How urban heat island (UHI) effect is caused
The UHI effect takes place when city environments absorb and retain heat. This heat is caused by human-induced activity and the widespread use of materials such as asphalt, concrete, and steel. These materials absorb heat very fast under direct sunlight and emit it slowly. This leads to higher temperatures that continue to stay in the night. At night, cities can be 10°C warmer than the adjoining rural regions. The difference in temperature becomes more stark during the summer months, when the intensity of the sun is highest.
In places with dense construction, there's limited flow of air. This increases the heat in the day. Besides, vehicular traffic, industrial activities, and uncontrolled use of ACs go a long way in warming the temperature further.
During the night, rather than cooling down, streets, rooftops, and infrastructure in the cities emit the heat they have stored. Therefore, there's no respite from the day’s high temperatures even at night.
The UHI effect poses more risks during heatwaves. In Europe, where almost 70% of the population resides in urban areas, the UHI effect is fast emerging as a significant public health issue. London, Paris, Rome and many other cities have been witnessing heightened night-time temperatures in recent times.
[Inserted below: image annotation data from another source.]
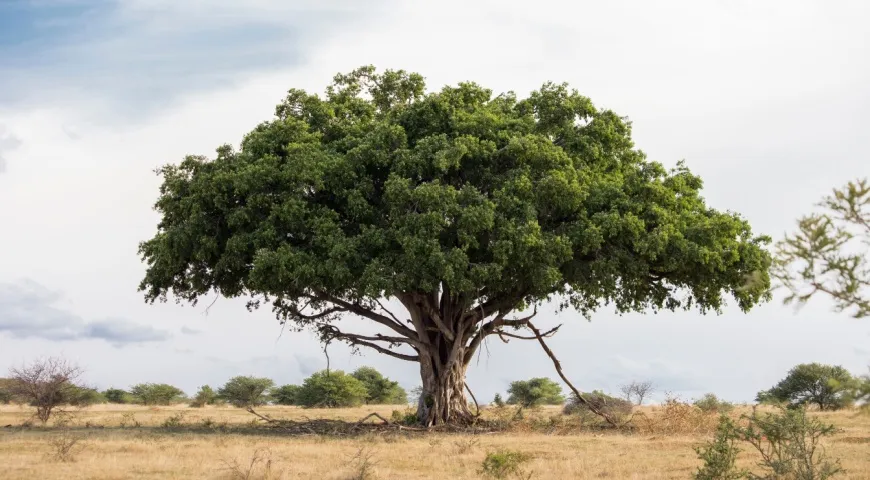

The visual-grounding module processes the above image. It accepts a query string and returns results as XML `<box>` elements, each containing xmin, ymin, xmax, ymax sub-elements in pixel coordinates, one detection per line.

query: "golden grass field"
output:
<box><xmin>0</xmin><ymin>405</ymin><xmax>870</xmax><ymax>480</ymax></box>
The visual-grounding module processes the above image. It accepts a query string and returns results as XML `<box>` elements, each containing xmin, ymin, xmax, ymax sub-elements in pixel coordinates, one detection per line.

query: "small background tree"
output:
<box><xmin>692</xmin><ymin>393</ymin><xmax>734</xmax><ymax>414</ymax></box>
<box><xmin>103</xmin><ymin>388</ymin><xmax>134</xmax><ymax>404</ymax></box>
<box><xmin>756</xmin><ymin>363</ymin><xmax>853</xmax><ymax>410</ymax></box>
<box><xmin>619</xmin><ymin>381</ymin><xmax>655</xmax><ymax>405</ymax></box>
<box><xmin>298</xmin><ymin>370</ymin><xmax>368</xmax><ymax>408</ymax></box>
<box><xmin>9</xmin><ymin>357</ymin><xmax>82</xmax><ymax>424</ymax></box>
<box><xmin>130</xmin><ymin>383</ymin><xmax>184</xmax><ymax>405</ymax></box>
<box><xmin>507</xmin><ymin>377</ymin><xmax>565</xmax><ymax>407</ymax></box>
<box><xmin>351</xmin><ymin>367</ymin><xmax>408</xmax><ymax>405</ymax></box>
<box><xmin>269</xmin><ymin>385</ymin><xmax>302</xmax><ymax>405</ymax></box>
<box><xmin>190</xmin><ymin>385</ymin><xmax>218</xmax><ymax>408</ymax></box>
<box><xmin>0</xmin><ymin>378</ymin><xmax>19</xmax><ymax>405</ymax></box>
<box><xmin>218</xmin><ymin>375</ymin><xmax>275</xmax><ymax>408</ymax></box>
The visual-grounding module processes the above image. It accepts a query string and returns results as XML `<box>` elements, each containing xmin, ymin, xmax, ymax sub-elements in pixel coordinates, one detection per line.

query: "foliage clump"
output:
<box><xmin>190</xmin><ymin>385</ymin><xmax>219</xmax><ymax>408</ymax></box>
<box><xmin>297</xmin><ymin>370</ymin><xmax>368</xmax><ymax>408</ymax></box>
<box><xmin>351</xmin><ymin>367</ymin><xmax>408</xmax><ymax>405</ymax></box>
<box><xmin>130</xmin><ymin>383</ymin><xmax>184</xmax><ymax>405</ymax></box>
<box><xmin>218</xmin><ymin>375</ymin><xmax>275</xmax><ymax>408</ymax></box>
<box><xmin>507</xmin><ymin>378</ymin><xmax>565</xmax><ymax>407</ymax></box>
<box><xmin>693</xmin><ymin>393</ymin><xmax>734</xmax><ymax>414</ymax></box>
<box><xmin>562</xmin><ymin>390</ymin><xmax>634</xmax><ymax>419</ymax></box>
<box><xmin>478</xmin><ymin>449</ymin><xmax>532</xmax><ymax>479</ymax></box>
<box><xmin>695</xmin><ymin>408</ymin><xmax>844</xmax><ymax>480</ymax></box>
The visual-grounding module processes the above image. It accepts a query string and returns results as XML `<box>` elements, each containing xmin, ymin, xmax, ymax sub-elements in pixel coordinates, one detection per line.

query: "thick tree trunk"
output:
<box><xmin>417</xmin><ymin>346</ymin><xmax>474</xmax><ymax>427</ymax></box>
<box><xmin>396</xmin><ymin>292</ymin><xmax>477</xmax><ymax>427</ymax></box>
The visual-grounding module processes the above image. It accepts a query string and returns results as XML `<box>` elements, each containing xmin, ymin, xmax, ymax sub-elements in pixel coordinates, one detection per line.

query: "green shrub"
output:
<box><xmin>351</xmin><ymin>367</ymin><xmax>408</xmax><ymax>405</ymax></box>
<box><xmin>218</xmin><ymin>375</ymin><xmax>275</xmax><ymax>408</ymax></box>
<box><xmin>756</xmin><ymin>363</ymin><xmax>854</xmax><ymax>410</ymax></box>
<box><xmin>507</xmin><ymin>378</ymin><xmax>565</xmax><ymax>407</ymax></box>
<box><xmin>190</xmin><ymin>385</ymin><xmax>218</xmax><ymax>408</ymax></box>
<box><xmin>103</xmin><ymin>388</ymin><xmax>135</xmax><ymax>404</ymax></box>
<box><xmin>298</xmin><ymin>370</ymin><xmax>368</xmax><ymax>408</ymax></box>
<box><xmin>390</xmin><ymin>408</ymin><xmax>419</xmax><ymax>425</ymax></box>
<box><xmin>694</xmin><ymin>415</ymin><xmax>747</xmax><ymax>480</ymax></box>
<box><xmin>478</xmin><ymin>450</ymin><xmax>532</xmax><ymax>478</ymax></box>
<box><xmin>695</xmin><ymin>408</ymin><xmax>844</xmax><ymax>480</ymax></box>
<box><xmin>562</xmin><ymin>390</ymin><xmax>634</xmax><ymax>420</ymax></box>
<box><xmin>269</xmin><ymin>385</ymin><xmax>302</xmax><ymax>405</ymax></box>
<box><xmin>0</xmin><ymin>378</ymin><xmax>18</xmax><ymax>405</ymax></box>
<box><xmin>130</xmin><ymin>383</ymin><xmax>184</xmax><ymax>405</ymax></box>
<box><xmin>67</xmin><ymin>386</ymin><xmax>106</xmax><ymax>407</ymax></box>
<box><xmin>693</xmin><ymin>393</ymin><xmax>734</xmax><ymax>414</ymax></box>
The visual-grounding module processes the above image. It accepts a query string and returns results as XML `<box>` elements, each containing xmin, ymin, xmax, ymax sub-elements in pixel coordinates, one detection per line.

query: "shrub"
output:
<box><xmin>130</xmin><ymin>383</ymin><xmax>184</xmax><ymax>405</ymax></box>
<box><xmin>269</xmin><ymin>385</ymin><xmax>302</xmax><ymax>405</ymax></box>
<box><xmin>103</xmin><ymin>388</ymin><xmax>135</xmax><ymax>404</ymax></box>
<box><xmin>67</xmin><ymin>386</ymin><xmax>106</xmax><ymax>407</ymax></box>
<box><xmin>695</xmin><ymin>415</ymin><xmax>747</xmax><ymax>480</ymax></box>
<box><xmin>298</xmin><ymin>370</ymin><xmax>368</xmax><ymax>408</ymax></box>
<box><xmin>507</xmin><ymin>378</ymin><xmax>565</xmax><ymax>407</ymax></box>
<box><xmin>756</xmin><ymin>363</ymin><xmax>854</xmax><ymax>410</ymax></box>
<box><xmin>695</xmin><ymin>408</ymin><xmax>844</xmax><ymax>480</ymax></box>
<box><xmin>0</xmin><ymin>378</ymin><xmax>18</xmax><ymax>405</ymax></box>
<box><xmin>390</xmin><ymin>408</ymin><xmax>419</xmax><ymax>425</ymax></box>
<box><xmin>478</xmin><ymin>450</ymin><xmax>531</xmax><ymax>478</ymax></box>
<box><xmin>218</xmin><ymin>375</ymin><xmax>275</xmax><ymax>408</ymax></box>
<box><xmin>619</xmin><ymin>381</ymin><xmax>655</xmax><ymax>405</ymax></box>
<box><xmin>351</xmin><ymin>367</ymin><xmax>408</xmax><ymax>405</ymax></box>
<box><xmin>562</xmin><ymin>390</ymin><xmax>634</xmax><ymax>420</ymax></box>
<box><xmin>693</xmin><ymin>393</ymin><xmax>734</xmax><ymax>414</ymax></box>
<box><xmin>7</xmin><ymin>357</ymin><xmax>83</xmax><ymax>424</ymax></box>
<box><xmin>190</xmin><ymin>385</ymin><xmax>218</xmax><ymax>408</ymax></box>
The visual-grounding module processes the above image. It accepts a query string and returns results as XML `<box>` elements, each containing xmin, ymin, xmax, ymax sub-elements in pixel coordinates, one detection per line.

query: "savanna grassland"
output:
<box><xmin>0</xmin><ymin>404</ymin><xmax>870</xmax><ymax>480</ymax></box>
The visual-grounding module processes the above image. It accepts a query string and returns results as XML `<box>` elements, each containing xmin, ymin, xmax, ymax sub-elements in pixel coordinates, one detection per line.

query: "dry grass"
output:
<box><xmin>0</xmin><ymin>405</ymin><xmax>870</xmax><ymax>480</ymax></box>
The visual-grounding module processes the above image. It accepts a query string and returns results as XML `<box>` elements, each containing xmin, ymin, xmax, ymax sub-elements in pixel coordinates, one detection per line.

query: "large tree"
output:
<box><xmin>140</xmin><ymin>67</ymin><xmax>770</xmax><ymax>425</ymax></box>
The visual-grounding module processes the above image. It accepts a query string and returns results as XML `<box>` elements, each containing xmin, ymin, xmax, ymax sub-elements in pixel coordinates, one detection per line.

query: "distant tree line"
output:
<box><xmin>0</xmin><ymin>358</ymin><xmax>870</xmax><ymax>423</ymax></box>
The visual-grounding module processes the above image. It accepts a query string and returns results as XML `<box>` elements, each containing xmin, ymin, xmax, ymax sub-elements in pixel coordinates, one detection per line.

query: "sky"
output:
<box><xmin>0</xmin><ymin>0</ymin><xmax>870</xmax><ymax>401</ymax></box>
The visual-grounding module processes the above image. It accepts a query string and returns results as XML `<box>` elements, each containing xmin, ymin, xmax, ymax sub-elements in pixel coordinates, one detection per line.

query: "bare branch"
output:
<box><xmin>320</xmin><ymin>325</ymin><xmax>420</xmax><ymax>362</ymax></box>
<box><xmin>315</xmin><ymin>292</ymin><xmax>417</xmax><ymax>338</ymax></box>
<box><xmin>527</xmin><ymin>322</ymin><xmax>619</xmax><ymax>428</ymax></box>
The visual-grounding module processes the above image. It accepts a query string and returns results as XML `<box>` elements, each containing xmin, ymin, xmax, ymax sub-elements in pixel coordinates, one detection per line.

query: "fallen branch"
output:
<box><xmin>356</xmin><ymin>412</ymin><xmax>390</xmax><ymax>427</ymax></box>
<box><xmin>465</xmin><ymin>383</ymin><xmax>480</xmax><ymax>417</ymax></box>
<box><xmin>526</xmin><ymin>322</ymin><xmax>620</xmax><ymax>428</ymax></box>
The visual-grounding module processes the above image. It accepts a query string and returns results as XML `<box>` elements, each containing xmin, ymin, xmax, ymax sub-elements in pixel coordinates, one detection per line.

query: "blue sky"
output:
<box><xmin>0</xmin><ymin>0</ymin><xmax>870</xmax><ymax>400</ymax></box>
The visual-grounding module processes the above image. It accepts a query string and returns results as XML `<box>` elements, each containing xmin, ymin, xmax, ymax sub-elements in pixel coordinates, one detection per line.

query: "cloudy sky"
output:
<box><xmin>0</xmin><ymin>0</ymin><xmax>870</xmax><ymax>401</ymax></box>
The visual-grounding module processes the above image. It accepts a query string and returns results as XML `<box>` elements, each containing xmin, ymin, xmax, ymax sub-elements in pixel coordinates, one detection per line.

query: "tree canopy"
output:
<box><xmin>139</xmin><ymin>67</ymin><xmax>770</xmax><ymax>423</ymax></box>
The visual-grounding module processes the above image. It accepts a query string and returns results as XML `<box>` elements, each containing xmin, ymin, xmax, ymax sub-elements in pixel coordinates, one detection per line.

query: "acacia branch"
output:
<box><xmin>526</xmin><ymin>322</ymin><xmax>619</xmax><ymax>428</ymax></box>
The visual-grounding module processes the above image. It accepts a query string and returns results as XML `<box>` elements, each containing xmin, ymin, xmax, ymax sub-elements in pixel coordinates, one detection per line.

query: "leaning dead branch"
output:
<box><xmin>526</xmin><ymin>322</ymin><xmax>620</xmax><ymax>428</ymax></box>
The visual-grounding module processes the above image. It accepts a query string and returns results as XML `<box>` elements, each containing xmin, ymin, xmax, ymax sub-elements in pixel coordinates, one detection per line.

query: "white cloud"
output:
<box><xmin>0</xmin><ymin>0</ymin><xmax>870</xmax><ymax>401</ymax></box>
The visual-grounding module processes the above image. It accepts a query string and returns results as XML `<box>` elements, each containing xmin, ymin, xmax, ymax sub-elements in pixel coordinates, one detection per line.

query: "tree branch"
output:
<box><xmin>526</xmin><ymin>323</ymin><xmax>619</xmax><ymax>428</ymax></box>
<box><xmin>493</xmin><ymin>324</ymin><xmax>562</xmax><ymax>343</ymax></box>
<box><xmin>320</xmin><ymin>325</ymin><xmax>420</xmax><ymax>362</ymax></box>
<box><xmin>315</xmin><ymin>291</ymin><xmax>417</xmax><ymax>338</ymax></box>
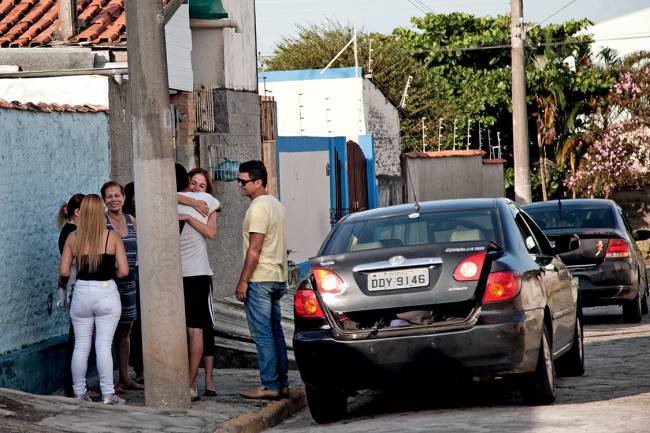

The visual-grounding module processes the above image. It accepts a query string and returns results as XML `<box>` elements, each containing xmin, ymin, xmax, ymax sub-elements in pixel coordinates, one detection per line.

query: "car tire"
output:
<box><xmin>305</xmin><ymin>385</ymin><xmax>348</xmax><ymax>424</ymax></box>
<box><xmin>557</xmin><ymin>316</ymin><xmax>585</xmax><ymax>376</ymax></box>
<box><xmin>520</xmin><ymin>327</ymin><xmax>555</xmax><ymax>405</ymax></box>
<box><xmin>623</xmin><ymin>291</ymin><xmax>643</xmax><ymax>323</ymax></box>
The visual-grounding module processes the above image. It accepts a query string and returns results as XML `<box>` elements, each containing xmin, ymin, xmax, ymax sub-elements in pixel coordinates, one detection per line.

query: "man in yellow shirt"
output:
<box><xmin>235</xmin><ymin>161</ymin><xmax>289</xmax><ymax>400</ymax></box>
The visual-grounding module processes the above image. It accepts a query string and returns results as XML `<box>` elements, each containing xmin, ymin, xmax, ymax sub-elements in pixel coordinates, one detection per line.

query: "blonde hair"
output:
<box><xmin>72</xmin><ymin>194</ymin><xmax>106</xmax><ymax>272</ymax></box>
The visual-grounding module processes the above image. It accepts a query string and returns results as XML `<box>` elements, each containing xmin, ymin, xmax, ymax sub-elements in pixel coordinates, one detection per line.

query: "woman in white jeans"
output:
<box><xmin>59</xmin><ymin>194</ymin><xmax>129</xmax><ymax>404</ymax></box>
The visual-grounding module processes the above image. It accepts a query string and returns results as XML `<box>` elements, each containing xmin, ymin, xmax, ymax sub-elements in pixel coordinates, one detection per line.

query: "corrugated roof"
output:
<box><xmin>404</xmin><ymin>149</ymin><xmax>485</xmax><ymax>158</ymax></box>
<box><xmin>0</xmin><ymin>0</ymin><xmax>169</xmax><ymax>48</ymax></box>
<box><xmin>0</xmin><ymin>98</ymin><xmax>108</xmax><ymax>113</ymax></box>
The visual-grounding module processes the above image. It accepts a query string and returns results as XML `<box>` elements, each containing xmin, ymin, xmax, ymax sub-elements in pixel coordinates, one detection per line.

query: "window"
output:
<box><xmin>526</xmin><ymin>205</ymin><xmax>615</xmax><ymax>230</ymax></box>
<box><xmin>321</xmin><ymin>209</ymin><xmax>501</xmax><ymax>254</ymax></box>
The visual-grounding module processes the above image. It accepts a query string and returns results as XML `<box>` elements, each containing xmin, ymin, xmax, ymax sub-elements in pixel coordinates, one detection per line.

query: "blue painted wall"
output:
<box><xmin>0</xmin><ymin>109</ymin><xmax>110</xmax><ymax>391</ymax></box>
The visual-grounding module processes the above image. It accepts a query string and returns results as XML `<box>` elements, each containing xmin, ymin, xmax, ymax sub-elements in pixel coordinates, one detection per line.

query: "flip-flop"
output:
<box><xmin>119</xmin><ymin>381</ymin><xmax>144</xmax><ymax>391</ymax></box>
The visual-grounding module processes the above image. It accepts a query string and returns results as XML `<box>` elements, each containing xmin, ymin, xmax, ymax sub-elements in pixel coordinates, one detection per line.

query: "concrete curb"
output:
<box><xmin>215</xmin><ymin>387</ymin><xmax>307</xmax><ymax>433</ymax></box>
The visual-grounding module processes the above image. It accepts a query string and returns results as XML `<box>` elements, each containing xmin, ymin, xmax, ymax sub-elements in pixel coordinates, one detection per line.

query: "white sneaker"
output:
<box><xmin>102</xmin><ymin>394</ymin><xmax>126</xmax><ymax>405</ymax></box>
<box><xmin>74</xmin><ymin>393</ymin><xmax>92</xmax><ymax>401</ymax></box>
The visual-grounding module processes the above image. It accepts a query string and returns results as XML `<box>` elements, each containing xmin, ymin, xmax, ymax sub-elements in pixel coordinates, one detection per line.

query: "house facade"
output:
<box><xmin>0</xmin><ymin>0</ymin><xmax>260</xmax><ymax>392</ymax></box>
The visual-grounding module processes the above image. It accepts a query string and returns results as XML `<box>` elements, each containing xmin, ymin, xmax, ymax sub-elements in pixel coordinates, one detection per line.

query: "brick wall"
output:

How cars add to the urban heat
The University of Lisbon study highlights the role parked vehicles play in contribute to the heat and the UHI effect. The research examined and explored how vehicles respond to and interact with their adjoining areas under intense sunlight.
The study revealed that when parked in open areas, the surfaces of vehicles can hugely affect local temperatures -- particularly in dense urban centres where cars occupy a huge road space.
Márcia Matias, who led the Lisbon research, said: "Now picture thousands of cars parked across a city, each one acting like a little heat source or a heat shield. Their colour can actually shift how hot the streets feel.”
What the researchers did and what they found
The researchers put two cars — one black and one white — under a clear summer sky with a temperature of 36°C. After five hours of direct sunlight, the air temperature surrounding each vehicle was recorded.
And the findings were startling. The black vehicle raised surrounding air temperatures by up to 3.8°C more than that of the nearby asphalt road, whereas the white car caused a far smaller spike.
It brought to the fore how differently colours interact with sunlight. Vehicles with light colours reflect 75 per cent to 85 per cent of incoming sunlight, which limits the heat absorption. Those which are dark reflect only 5 per cent to 10 per cent of sunlight, absorbing the rest and heating up faster.
Unlike asphalt, which is thicker and heats up more slowly, a car’s thin metal body warms faster. After it is hot, it radiates heat into the surrounding air. This creates small but intense zones of higher temperature.
When added up across a city, with thousands of vehicles on the streets and in the parking areas, these individual heat sources can combine to raise urban temperatures, essentially in already heat-stressed pockets.
If dark-coloured vehicles are repainted in lighter shades, it could enhance street-level reflectivity from 20% to nearly 40%. This could go a long way to noticeably cool the air just above the surface under sunny, low-wind conditions, the study found.